Telegram Passport: A Newly Launched ID Authorization Method For ICOs and Financial Services
Telegram, a cloud-based instant messaging service and much popular in the cryptocurrency community launched a personal identification authorization tool called ‘Passport’, earlier this week. This toll is launched to streamline the ID verification and KYC process which has become almost mandatory while applying to several ICOs as well as availing other financial services online.
Telegram Passport will encrypt a user’s personal ID information and other documents and will let them share it instantly with third-party who require this information. As per the official announcement, all the user ID information will be currently stored on Telegram cloud using the end-to-end encryption. However, the company says that in future it will shift the entire Telegram Passport data to decentralized cloud.

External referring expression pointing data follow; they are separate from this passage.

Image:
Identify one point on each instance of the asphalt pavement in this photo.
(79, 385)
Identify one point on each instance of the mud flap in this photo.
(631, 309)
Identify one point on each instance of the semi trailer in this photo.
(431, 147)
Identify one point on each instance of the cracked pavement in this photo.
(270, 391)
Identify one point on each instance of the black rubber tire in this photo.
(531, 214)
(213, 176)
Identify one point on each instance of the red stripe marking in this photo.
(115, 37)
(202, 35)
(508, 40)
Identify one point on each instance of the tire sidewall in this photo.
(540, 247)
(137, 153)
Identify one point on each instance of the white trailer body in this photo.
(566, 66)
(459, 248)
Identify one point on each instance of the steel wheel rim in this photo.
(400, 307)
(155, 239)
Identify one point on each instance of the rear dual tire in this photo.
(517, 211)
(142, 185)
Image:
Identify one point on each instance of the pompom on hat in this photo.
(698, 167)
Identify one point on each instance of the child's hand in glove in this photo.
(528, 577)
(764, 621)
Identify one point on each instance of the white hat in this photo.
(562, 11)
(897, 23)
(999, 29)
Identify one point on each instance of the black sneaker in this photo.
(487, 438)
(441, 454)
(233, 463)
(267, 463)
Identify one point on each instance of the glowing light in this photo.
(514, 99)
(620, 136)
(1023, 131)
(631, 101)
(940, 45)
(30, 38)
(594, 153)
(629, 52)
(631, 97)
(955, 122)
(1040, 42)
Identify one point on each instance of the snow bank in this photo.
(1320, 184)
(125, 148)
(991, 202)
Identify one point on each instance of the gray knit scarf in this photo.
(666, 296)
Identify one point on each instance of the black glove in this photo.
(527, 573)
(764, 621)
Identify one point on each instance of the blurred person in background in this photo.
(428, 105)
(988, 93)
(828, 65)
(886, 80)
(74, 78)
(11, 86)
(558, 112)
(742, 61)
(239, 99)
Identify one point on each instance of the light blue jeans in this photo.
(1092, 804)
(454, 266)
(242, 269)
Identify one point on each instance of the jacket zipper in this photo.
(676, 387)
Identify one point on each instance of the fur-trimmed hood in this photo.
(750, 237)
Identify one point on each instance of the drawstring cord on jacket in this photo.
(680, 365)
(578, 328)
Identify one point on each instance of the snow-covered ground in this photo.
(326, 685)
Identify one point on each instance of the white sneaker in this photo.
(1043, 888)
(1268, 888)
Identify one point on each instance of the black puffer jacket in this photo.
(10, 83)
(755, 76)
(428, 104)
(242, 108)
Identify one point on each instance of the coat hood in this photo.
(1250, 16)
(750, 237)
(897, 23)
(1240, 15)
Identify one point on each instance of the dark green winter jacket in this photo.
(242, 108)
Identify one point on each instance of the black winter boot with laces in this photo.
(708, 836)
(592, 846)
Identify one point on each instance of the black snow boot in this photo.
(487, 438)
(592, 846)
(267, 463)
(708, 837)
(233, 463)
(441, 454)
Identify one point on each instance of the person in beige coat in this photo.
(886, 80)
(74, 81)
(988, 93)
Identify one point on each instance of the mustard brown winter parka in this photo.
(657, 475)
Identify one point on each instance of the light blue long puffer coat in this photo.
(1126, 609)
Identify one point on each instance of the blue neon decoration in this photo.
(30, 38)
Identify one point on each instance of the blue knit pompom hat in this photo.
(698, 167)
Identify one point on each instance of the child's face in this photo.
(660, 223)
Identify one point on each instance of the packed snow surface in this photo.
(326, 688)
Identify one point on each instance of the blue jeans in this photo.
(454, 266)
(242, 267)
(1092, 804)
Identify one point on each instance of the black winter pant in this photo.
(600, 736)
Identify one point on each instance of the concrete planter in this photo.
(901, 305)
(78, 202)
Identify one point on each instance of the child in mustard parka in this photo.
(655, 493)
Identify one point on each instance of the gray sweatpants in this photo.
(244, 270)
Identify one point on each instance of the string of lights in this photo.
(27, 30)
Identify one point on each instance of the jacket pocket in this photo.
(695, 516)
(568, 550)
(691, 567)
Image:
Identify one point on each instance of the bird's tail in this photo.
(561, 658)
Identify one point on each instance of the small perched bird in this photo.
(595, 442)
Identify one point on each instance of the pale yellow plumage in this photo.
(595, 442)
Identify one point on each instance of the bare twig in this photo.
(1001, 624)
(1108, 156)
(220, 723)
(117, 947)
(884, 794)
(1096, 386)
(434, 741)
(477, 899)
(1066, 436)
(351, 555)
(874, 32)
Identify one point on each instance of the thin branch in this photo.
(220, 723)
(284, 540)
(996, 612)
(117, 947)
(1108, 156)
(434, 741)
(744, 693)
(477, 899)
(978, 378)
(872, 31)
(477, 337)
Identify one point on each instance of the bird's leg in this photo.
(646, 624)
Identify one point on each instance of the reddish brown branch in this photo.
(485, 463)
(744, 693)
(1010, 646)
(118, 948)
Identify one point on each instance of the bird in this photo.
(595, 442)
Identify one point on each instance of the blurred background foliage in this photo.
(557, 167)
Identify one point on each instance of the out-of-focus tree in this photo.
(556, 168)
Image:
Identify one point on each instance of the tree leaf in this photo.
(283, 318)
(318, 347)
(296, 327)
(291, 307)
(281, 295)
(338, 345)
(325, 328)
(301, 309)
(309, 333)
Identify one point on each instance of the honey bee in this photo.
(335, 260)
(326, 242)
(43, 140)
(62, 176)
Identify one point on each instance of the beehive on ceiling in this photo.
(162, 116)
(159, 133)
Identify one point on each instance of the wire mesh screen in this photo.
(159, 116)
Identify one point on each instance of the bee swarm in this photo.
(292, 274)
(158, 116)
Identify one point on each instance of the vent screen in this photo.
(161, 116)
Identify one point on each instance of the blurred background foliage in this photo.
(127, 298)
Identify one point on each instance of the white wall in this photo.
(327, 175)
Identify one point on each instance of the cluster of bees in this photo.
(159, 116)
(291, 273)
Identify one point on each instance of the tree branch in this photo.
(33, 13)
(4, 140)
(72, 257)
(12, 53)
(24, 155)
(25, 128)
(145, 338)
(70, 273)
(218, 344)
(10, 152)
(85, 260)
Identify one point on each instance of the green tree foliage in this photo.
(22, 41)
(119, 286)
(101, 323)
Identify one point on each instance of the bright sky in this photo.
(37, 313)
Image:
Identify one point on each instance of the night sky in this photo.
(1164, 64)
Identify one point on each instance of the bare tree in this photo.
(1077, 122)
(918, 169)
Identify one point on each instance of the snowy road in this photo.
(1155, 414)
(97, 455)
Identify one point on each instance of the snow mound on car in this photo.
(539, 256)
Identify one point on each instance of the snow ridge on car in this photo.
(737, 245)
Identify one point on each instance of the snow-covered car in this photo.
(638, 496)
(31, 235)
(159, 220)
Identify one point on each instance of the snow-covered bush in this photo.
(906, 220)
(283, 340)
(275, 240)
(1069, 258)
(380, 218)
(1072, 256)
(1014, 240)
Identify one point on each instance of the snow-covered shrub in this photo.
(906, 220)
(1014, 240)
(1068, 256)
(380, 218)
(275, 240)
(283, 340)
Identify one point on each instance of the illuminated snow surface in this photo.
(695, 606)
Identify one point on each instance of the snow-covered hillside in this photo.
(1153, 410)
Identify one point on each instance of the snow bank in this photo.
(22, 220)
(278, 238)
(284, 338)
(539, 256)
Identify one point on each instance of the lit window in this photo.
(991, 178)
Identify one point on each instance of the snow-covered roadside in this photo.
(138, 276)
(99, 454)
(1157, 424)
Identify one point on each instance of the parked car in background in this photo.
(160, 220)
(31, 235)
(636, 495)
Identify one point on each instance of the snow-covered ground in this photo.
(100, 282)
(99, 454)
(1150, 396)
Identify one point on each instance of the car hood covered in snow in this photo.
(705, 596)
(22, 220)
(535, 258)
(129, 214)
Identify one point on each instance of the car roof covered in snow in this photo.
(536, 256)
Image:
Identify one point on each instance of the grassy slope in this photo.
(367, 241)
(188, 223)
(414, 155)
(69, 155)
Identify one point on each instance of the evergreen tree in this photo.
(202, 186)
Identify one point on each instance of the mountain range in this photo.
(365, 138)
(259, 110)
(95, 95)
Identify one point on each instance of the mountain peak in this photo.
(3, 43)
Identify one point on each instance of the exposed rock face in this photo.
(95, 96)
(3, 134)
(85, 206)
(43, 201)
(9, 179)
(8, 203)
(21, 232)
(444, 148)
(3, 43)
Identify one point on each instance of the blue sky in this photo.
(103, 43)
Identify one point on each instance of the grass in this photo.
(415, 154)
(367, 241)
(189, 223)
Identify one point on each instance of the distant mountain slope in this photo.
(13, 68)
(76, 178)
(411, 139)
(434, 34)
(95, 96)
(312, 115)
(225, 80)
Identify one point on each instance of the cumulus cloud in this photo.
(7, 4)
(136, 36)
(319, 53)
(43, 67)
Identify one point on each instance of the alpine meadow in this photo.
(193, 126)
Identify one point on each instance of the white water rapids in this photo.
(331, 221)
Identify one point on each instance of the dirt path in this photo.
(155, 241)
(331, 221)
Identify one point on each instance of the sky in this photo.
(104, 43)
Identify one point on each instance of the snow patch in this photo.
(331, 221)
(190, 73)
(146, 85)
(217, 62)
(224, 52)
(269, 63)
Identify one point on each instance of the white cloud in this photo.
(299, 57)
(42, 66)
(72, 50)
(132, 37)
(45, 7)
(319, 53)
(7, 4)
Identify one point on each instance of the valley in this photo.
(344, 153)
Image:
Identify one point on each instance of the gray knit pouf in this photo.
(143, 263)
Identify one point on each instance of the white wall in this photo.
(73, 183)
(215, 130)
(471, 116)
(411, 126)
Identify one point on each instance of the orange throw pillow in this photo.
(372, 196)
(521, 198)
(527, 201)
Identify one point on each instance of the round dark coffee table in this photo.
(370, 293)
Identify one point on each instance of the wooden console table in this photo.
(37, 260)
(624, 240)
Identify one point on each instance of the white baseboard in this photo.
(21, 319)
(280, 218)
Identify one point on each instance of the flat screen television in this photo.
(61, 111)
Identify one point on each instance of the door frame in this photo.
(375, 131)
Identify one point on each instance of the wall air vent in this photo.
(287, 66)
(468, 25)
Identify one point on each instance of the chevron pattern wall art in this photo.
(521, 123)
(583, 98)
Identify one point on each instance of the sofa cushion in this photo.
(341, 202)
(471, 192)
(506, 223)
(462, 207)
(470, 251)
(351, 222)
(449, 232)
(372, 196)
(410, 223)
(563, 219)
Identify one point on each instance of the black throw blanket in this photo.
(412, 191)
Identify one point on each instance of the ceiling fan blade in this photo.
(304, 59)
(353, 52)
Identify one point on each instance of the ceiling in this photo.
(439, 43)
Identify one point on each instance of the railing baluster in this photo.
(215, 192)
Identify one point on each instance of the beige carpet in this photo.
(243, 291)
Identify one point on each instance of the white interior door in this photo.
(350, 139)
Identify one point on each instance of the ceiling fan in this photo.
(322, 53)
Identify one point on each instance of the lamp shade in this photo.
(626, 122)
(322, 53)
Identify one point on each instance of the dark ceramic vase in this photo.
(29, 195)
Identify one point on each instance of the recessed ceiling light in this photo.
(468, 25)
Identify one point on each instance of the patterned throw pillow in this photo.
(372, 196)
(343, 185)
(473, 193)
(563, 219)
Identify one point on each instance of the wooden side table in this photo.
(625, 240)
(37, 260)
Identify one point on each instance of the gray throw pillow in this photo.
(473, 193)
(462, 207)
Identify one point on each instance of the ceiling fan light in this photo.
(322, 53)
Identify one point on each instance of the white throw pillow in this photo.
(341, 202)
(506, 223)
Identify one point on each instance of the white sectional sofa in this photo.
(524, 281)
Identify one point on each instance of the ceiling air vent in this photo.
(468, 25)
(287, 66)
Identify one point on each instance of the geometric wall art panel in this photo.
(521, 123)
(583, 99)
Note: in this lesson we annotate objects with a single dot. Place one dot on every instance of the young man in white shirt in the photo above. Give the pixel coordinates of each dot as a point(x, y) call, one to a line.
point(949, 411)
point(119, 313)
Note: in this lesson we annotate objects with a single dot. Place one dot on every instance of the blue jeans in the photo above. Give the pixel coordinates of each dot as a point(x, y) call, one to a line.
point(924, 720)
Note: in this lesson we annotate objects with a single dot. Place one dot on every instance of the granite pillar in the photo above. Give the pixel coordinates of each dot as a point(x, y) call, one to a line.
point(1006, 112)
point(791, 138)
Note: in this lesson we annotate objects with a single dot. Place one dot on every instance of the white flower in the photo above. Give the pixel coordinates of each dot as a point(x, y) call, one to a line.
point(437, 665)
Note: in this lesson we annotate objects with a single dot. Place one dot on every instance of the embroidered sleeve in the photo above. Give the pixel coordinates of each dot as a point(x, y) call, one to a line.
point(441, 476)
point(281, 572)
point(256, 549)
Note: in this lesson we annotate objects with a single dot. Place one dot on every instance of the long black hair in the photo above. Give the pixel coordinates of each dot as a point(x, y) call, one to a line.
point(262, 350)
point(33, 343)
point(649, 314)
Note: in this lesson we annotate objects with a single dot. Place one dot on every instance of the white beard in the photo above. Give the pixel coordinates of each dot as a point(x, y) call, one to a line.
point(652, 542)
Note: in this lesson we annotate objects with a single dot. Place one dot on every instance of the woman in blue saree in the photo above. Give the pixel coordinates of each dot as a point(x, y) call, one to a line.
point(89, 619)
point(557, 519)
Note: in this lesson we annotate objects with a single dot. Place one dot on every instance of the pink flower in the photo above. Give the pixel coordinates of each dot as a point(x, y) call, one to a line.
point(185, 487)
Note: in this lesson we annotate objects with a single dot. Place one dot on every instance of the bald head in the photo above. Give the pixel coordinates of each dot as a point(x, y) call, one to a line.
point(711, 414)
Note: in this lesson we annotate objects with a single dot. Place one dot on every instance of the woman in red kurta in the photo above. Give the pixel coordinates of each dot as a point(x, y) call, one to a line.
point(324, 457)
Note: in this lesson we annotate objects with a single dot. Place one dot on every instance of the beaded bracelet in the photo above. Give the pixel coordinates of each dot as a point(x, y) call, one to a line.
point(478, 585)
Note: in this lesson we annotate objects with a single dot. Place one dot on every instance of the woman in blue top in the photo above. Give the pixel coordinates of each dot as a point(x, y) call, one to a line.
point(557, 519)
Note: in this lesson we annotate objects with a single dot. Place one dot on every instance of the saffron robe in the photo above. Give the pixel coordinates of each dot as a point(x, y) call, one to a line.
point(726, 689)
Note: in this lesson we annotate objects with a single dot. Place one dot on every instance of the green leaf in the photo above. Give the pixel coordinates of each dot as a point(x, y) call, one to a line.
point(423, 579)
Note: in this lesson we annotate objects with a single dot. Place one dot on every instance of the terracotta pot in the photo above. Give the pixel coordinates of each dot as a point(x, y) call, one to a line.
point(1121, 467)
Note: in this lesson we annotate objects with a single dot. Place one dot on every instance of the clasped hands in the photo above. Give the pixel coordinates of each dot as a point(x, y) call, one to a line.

ePayments, a digital payment operator based out of London, is the “first electronic payments system to support registration and verification” using the new Passport tool. ePayments has also confirmed regarding this integration on its Telegram channel while stating that “verification can be achieved in just a few clicks.”
ePayments is a popular payments service with more than 1000 corporate customers and over 500,000 freelance customers worldwide. This payment service also supports transactions in several cryptocurrencies including Bitcoin, Litecoin, Ethereum, Bitcoin Cash and many others.
The Telegram Passport services seems to be quite in line with the company launching its own TON blockchain network in the future. Telegram announced the plans about launching its own blockchain network at the beginning of this year. TON stands for Telegram Open Network and will possibly be a third-generation blockchain network which can handle millions of transactions per second.
The company had also announced its plans of launching its own cryptocurrency “gram” and also conducted an ICO. However, the company raised a whopping $1.7 billion by March itself through the private-sale of its tokens. and later scrapped a public launch saying that it has already enough money to support its blockchain plans.